CIO customers provided with talent ‘pods’
Who would be typical customers in those organizations? “The chief innovation officer, who is usually just responsible for coming up with big ideas and figuring out how that company is going to compete with new entrants,” he said. “We’d become their development team because usually, that person doesn’t have a development team.”
Wize Services provides ‘pods’ of engineers, UX designers, tech writers and project managers who would take these projects on. It typically focuses on long-term, difficult projects for Fortune 150 clients.
The services company had to operate independently of Wizeline, even though it shared the same office, because Lepe didn’t want Wizeline’s VC funders to feel as though he was being distracted by another venture. Wize Services had another CEO, and his Wizeline sales people were not allowed to sell Wize Services to clients.
Now, the fire gap is gone. Wize Services is doing well, with about 60 staff, and will bolster Wizeline’s entire headcount to around 110. That’ll hit 200 by year’s end, when it should also be profitable, he said.
Significantly, Wizeline as an entity will be cashflow positive in Q3 and will shoot for profitability by the end of the year, after the acquisition has taken place. Lepe envisages software constituting no more than 30 per cent of its entire revenue, with services (which is what the acquisition brings to the mix) making up the rest.
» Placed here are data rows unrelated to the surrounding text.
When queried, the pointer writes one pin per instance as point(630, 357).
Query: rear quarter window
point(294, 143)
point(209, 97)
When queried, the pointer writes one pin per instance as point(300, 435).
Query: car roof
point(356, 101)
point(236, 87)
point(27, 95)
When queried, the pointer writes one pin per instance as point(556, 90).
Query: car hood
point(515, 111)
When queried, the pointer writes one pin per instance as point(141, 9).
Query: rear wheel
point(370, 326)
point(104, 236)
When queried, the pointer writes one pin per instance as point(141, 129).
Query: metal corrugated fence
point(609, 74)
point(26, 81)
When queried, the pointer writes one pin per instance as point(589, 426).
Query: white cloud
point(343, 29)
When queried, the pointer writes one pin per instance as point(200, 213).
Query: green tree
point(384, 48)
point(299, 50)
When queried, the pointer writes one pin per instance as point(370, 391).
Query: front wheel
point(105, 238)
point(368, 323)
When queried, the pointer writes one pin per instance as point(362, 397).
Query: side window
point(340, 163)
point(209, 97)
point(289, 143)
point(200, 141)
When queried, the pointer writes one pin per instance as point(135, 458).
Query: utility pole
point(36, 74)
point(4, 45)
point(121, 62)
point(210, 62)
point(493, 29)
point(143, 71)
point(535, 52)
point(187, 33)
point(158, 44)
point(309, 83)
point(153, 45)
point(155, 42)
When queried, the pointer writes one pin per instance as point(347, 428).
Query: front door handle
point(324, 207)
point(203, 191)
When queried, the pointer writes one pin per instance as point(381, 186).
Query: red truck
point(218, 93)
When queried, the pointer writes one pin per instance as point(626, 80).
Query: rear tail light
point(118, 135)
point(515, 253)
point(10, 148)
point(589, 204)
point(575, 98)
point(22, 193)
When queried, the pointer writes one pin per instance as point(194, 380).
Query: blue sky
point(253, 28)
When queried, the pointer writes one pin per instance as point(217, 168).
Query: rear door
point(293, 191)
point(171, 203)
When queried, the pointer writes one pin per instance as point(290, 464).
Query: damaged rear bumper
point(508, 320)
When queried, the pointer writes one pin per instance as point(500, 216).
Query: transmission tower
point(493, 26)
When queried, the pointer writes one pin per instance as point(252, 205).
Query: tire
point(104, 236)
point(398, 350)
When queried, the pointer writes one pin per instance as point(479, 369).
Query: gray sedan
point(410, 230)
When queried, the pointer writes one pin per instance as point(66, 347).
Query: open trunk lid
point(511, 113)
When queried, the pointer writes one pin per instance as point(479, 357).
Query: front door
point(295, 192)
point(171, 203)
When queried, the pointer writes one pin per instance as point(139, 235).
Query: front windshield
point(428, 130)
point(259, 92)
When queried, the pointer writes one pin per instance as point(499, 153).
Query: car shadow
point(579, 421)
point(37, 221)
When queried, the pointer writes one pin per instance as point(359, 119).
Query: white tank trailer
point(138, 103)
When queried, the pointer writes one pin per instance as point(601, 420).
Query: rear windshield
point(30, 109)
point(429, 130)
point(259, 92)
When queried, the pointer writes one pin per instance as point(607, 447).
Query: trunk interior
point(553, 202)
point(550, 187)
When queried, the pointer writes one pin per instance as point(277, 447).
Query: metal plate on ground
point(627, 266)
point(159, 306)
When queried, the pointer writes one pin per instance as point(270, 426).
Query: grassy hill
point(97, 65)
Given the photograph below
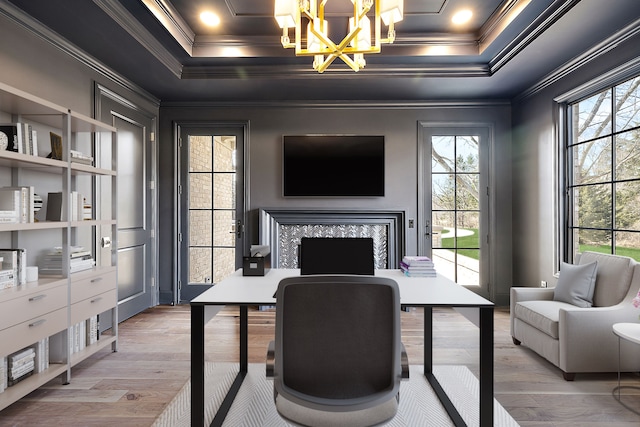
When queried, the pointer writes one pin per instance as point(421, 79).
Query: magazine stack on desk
point(417, 266)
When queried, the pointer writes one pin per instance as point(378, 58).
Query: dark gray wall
point(535, 148)
point(398, 125)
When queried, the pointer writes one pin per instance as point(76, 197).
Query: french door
point(455, 202)
point(211, 217)
point(136, 202)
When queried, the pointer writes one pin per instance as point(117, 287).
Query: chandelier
point(351, 49)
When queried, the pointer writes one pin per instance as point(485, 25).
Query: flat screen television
point(333, 166)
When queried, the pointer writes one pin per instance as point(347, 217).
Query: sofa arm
point(587, 341)
point(519, 294)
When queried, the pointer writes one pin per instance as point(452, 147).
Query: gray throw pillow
point(576, 284)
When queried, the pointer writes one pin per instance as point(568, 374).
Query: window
point(603, 172)
point(455, 207)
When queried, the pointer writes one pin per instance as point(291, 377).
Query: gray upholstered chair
point(337, 350)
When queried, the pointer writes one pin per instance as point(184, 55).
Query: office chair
point(337, 358)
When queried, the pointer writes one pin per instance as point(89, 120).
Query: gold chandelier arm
point(286, 42)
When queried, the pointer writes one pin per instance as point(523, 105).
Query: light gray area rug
point(253, 406)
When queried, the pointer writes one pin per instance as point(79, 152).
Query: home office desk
point(426, 292)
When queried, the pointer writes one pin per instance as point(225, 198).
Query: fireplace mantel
point(282, 230)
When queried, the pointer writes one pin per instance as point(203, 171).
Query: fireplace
point(282, 230)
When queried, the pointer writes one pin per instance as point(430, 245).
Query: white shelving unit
point(49, 307)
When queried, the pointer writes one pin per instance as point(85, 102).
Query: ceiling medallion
point(358, 41)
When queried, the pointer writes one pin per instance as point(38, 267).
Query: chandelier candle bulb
point(353, 46)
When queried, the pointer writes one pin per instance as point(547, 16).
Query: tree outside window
point(603, 157)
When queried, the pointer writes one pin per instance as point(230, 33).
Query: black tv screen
point(333, 165)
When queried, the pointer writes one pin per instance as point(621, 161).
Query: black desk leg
point(244, 338)
point(225, 407)
point(428, 370)
point(197, 365)
point(486, 366)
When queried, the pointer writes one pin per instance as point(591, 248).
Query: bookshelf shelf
point(56, 310)
point(104, 342)
point(26, 386)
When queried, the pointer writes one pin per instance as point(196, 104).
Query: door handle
point(237, 228)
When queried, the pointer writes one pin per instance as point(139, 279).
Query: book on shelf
point(55, 207)
point(25, 207)
point(41, 360)
point(79, 157)
point(56, 146)
point(21, 364)
point(14, 260)
point(30, 137)
point(79, 260)
point(13, 132)
point(80, 209)
point(10, 205)
point(4, 366)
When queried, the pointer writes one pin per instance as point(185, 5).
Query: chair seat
point(542, 315)
point(359, 418)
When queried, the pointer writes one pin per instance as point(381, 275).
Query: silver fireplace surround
point(282, 230)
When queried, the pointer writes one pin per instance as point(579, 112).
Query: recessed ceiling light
point(210, 18)
point(462, 17)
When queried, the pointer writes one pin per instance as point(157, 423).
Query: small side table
point(629, 332)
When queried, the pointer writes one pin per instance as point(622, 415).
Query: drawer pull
point(37, 323)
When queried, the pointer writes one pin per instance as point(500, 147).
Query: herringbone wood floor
point(132, 387)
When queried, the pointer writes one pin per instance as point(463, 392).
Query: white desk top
point(628, 331)
point(416, 291)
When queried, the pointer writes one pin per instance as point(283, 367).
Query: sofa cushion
point(613, 278)
point(542, 315)
point(576, 284)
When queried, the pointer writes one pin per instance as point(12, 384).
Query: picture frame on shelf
point(56, 146)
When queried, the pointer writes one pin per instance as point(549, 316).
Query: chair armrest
point(404, 359)
point(580, 328)
point(271, 359)
point(519, 294)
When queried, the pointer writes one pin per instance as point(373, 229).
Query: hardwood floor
point(133, 386)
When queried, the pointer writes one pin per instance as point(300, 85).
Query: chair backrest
point(337, 341)
point(336, 255)
point(613, 277)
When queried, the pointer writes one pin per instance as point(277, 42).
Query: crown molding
point(341, 105)
point(26, 21)
point(171, 19)
point(630, 31)
point(550, 16)
point(306, 72)
point(130, 24)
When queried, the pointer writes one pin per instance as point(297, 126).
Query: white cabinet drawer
point(32, 304)
point(33, 330)
point(97, 304)
point(85, 287)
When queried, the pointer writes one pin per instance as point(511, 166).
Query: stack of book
point(79, 157)
point(13, 270)
point(22, 138)
point(80, 259)
point(20, 365)
point(16, 205)
point(83, 334)
point(80, 208)
point(418, 266)
point(42, 355)
point(3, 374)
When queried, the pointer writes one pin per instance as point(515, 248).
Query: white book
point(10, 200)
point(34, 137)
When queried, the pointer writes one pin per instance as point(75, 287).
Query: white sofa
point(581, 339)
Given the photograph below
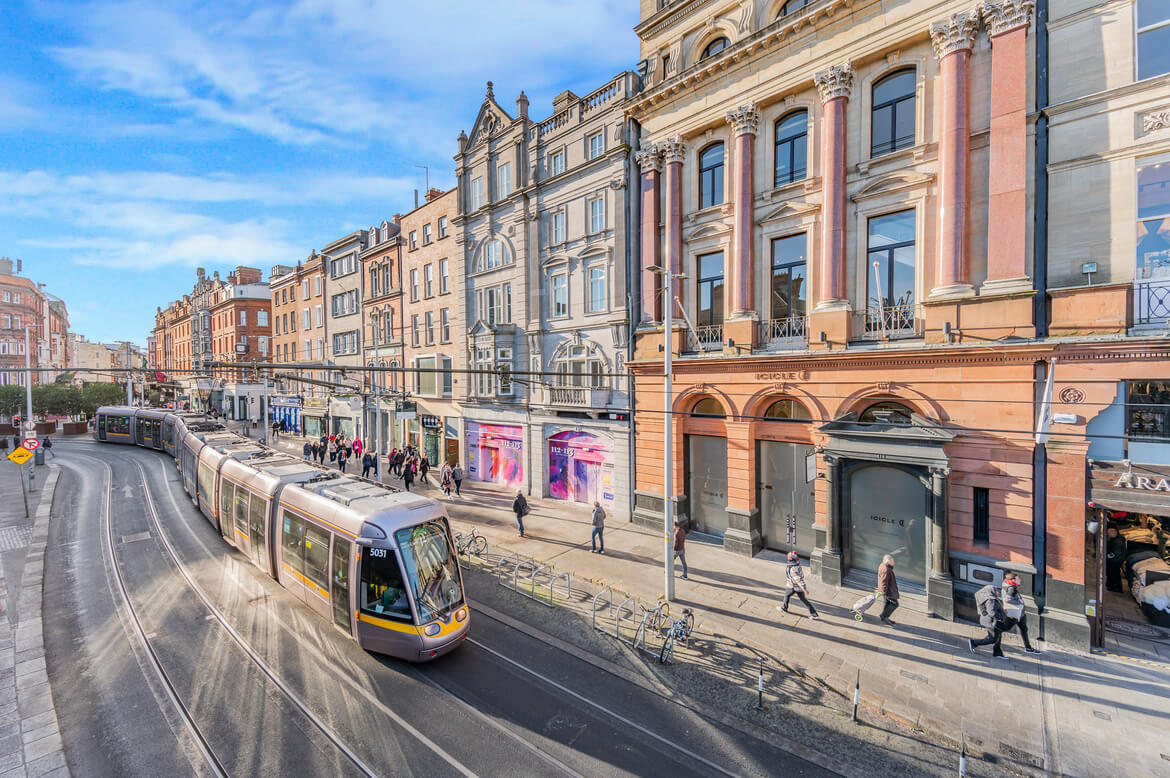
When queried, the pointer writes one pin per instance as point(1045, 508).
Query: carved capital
point(834, 82)
point(744, 119)
point(956, 34)
point(649, 158)
point(673, 150)
point(1006, 15)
Wizeline’s revenue was growing at two-three times per year, he said, while Wize Services was hitting five to 10 times growth.
Find the margin in talent
That reflects the different nature of SaaS sales as opposed to service sales, which are a very high margin business, he said. “Both were doing well, but from top line perspective the services biz was growing much faster.”
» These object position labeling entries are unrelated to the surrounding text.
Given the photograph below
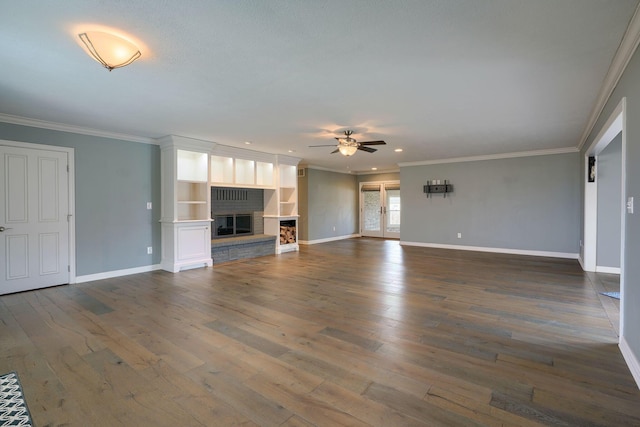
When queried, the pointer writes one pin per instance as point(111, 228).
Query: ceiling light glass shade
point(347, 150)
point(110, 50)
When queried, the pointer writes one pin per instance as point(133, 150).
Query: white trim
point(567, 255)
point(320, 168)
point(24, 121)
point(328, 239)
point(493, 156)
point(623, 55)
point(117, 273)
point(378, 172)
point(71, 188)
point(631, 359)
point(610, 270)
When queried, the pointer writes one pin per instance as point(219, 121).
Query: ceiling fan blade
point(367, 149)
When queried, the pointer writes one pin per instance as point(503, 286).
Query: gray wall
point(609, 181)
point(113, 182)
point(330, 200)
point(629, 87)
point(526, 203)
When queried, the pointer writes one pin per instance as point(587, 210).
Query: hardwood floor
point(353, 332)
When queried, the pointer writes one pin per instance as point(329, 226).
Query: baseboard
point(611, 270)
point(328, 239)
point(631, 359)
point(116, 273)
point(494, 250)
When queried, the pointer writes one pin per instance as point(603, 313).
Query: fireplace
point(232, 225)
point(288, 233)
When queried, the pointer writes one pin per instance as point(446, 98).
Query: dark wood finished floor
point(354, 332)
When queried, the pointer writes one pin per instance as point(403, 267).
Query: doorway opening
point(380, 209)
point(612, 132)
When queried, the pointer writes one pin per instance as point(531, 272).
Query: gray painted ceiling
point(437, 78)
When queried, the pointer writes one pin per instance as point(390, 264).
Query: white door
point(34, 222)
point(380, 210)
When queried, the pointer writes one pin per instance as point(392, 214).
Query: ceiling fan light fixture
point(110, 50)
point(347, 150)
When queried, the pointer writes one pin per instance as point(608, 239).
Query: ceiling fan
point(347, 146)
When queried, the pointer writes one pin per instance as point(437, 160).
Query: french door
point(380, 210)
point(34, 219)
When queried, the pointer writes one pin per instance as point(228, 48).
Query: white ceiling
point(438, 78)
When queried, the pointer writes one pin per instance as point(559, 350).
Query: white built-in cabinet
point(186, 203)
point(281, 204)
point(276, 174)
point(189, 169)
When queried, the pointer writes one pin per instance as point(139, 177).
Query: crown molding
point(24, 121)
point(321, 168)
point(493, 156)
point(377, 172)
point(619, 63)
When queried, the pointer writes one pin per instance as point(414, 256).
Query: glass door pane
point(392, 210)
point(371, 213)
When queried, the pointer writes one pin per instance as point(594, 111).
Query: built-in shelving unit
point(186, 199)
point(230, 170)
point(281, 206)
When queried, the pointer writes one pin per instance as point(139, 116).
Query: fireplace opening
point(230, 225)
point(287, 231)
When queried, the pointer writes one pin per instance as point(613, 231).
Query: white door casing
point(35, 218)
point(380, 209)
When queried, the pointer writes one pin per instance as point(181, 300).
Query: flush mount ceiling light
point(110, 50)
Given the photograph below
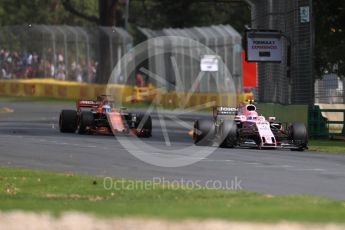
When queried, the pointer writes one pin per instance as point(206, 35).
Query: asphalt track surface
point(29, 137)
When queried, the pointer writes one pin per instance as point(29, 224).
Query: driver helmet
point(106, 108)
point(252, 115)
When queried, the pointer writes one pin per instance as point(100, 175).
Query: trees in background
point(329, 37)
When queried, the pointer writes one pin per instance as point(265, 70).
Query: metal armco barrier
point(326, 122)
point(121, 93)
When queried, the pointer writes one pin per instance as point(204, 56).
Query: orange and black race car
point(101, 117)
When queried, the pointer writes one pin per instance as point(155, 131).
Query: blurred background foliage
point(329, 19)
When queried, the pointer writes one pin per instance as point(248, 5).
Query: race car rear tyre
point(68, 121)
point(86, 120)
point(228, 134)
point(299, 136)
point(204, 131)
point(146, 130)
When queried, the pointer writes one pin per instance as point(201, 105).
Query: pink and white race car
point(243, 126)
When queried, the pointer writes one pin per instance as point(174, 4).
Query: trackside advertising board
point(264, 46)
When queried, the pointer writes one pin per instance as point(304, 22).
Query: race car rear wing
point(224, 110)
point(86, 104)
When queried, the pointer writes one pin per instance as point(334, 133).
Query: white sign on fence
point(264, 46)
point(209, 63)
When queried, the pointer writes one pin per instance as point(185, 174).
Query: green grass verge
point(325, 145)
point(34, 190)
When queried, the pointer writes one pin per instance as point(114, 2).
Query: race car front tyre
point(86, 120)
point(228, 134)
point(204, 131)
point(299, 136)
point(146, 129)
point(68, 121)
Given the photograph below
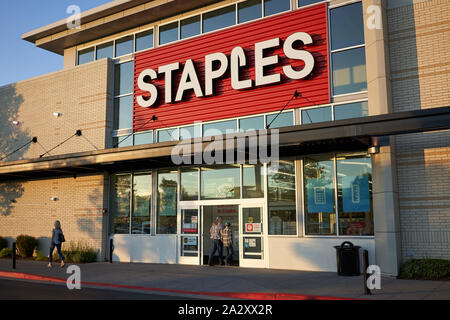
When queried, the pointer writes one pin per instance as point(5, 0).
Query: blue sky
point(19, 59)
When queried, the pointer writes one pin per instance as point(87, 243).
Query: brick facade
point(83, 95)
point(420, 73)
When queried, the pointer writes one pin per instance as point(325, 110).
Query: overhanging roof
point(342, 135)
point(110, 18)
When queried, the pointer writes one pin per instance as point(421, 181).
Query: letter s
point(304, 55)
point(147, 87)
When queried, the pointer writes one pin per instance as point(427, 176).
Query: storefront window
point(302, 3)
point(124, 46)
point(276, 6)
point(123, 113)
point(105, 50)
point(85, 56)
point(347, 26)
point(316, 115)
point(282, 205)
point(249, 10)
point(222, 127)
point(168, 135)
point(349, 71)
point(168, 33)
point(285, 119)
point(144, 40)
point(167, 202)
point(143, 138)
point(190, 27)
point(124, 80)
point(351, 110)
point(319, 197)
point(355, 195)
point(218, 19)
point(189, 184)
point(250, 124)
point(253, 181)
point(220, 182)
point(142, 195)
point(121, 195)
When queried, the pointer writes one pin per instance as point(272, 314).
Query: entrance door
point(251, 239)
point(190, 249)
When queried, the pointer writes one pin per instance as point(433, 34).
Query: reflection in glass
point(220, 182)
point(121, 188)
point(122, 141)
point(190, 27)
point(355, 195)
point(282, 205)
point(143, 138)
point(167, 135)
point(276, 6)
point(189, 184)
point(351, 110)
point(123, 113)
point(124, 46)
point(284, 119)
point(253, 181)
point(167, 202)
point(124, 80)
point(316, 115)
point(347, 26)
point(168, 33)
point(144, 40)
point(217, 128)
point(142, 195)
point(105, 51)
point(319, 199)
point(250, 124)
point(218, 19)
point(249, 10)
point(85, 56)
point(349, 71)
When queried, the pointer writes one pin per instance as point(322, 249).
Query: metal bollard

Both Wizeline and Wize Services nearshored their development, in Guadalajara and Jalisco, Mexico. This began at Ooyala, when Lepe worked with a consultant on talent acquisition who eventually chose Mexico for its proximity, talent, and price.
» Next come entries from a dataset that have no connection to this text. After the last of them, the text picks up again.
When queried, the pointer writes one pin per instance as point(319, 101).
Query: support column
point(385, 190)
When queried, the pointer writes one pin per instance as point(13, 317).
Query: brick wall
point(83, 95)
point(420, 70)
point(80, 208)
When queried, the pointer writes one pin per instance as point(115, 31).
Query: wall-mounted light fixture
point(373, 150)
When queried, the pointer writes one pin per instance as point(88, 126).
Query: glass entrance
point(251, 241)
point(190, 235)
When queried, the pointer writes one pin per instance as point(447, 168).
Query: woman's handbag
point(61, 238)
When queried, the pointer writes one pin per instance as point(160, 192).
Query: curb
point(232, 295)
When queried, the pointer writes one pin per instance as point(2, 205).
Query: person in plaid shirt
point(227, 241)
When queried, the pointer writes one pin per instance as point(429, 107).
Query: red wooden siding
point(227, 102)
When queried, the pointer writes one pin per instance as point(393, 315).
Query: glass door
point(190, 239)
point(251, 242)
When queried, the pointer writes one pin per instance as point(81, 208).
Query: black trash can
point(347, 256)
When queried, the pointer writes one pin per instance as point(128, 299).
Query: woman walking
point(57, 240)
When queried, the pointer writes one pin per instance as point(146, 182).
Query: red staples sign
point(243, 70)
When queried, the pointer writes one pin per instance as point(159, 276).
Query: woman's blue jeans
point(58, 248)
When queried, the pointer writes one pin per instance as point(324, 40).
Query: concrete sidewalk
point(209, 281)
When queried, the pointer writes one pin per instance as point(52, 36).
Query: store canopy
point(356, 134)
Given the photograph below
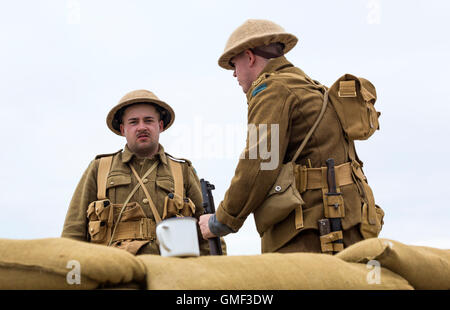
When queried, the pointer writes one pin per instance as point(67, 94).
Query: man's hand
point(204, 227)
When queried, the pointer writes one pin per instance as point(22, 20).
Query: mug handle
point(161, 231)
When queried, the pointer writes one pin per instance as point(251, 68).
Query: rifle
point(215, 247)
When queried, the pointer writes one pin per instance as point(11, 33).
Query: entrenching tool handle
point(331, 178)
point(335, 223)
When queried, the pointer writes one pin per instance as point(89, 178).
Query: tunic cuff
point(217, 228)
point(225, 218)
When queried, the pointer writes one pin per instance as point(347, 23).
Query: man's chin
point(144, 149)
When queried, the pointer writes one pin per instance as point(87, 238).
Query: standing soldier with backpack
point(319, 178)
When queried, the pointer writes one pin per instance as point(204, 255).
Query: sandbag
point(60, 263)
point(273, 271)
point(423, 267)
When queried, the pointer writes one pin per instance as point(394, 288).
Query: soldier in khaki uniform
point(280, 93)
point(122, 196)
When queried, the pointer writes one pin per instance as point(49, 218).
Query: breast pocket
point(118, 187)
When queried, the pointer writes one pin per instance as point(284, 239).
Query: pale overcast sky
point(64, 64)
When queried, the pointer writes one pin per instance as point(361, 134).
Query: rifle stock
point(215, 247)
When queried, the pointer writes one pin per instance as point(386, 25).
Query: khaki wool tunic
point(120, 183)
point(293, 103)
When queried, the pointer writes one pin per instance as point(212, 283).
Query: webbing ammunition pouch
point(353, 99)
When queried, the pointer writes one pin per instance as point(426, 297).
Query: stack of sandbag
point(299, 271)
point(423, 267)
point(59, 263)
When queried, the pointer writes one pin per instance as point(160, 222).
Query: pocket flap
point(284, 180)
point(94, 228)
point(166, 184)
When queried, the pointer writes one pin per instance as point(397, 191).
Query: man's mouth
point(143, 136)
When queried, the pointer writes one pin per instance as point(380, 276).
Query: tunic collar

“There was a tremendous talent pool here that was relatively untapped,” he said. “Most of the talent there would become disenchanted and move to the U.S. to work for the Facebooks, Googles, and Amazons because the software jobs that they had here were all services-based.
This idea – that development talent is thin on the ground in the U.S. – is now driving Wizeline’s pitch. Don’t worry about hyperscale companies snarfing all the tech talent, goes the messaging – it has access to the talent you need. For a nice margin, of course.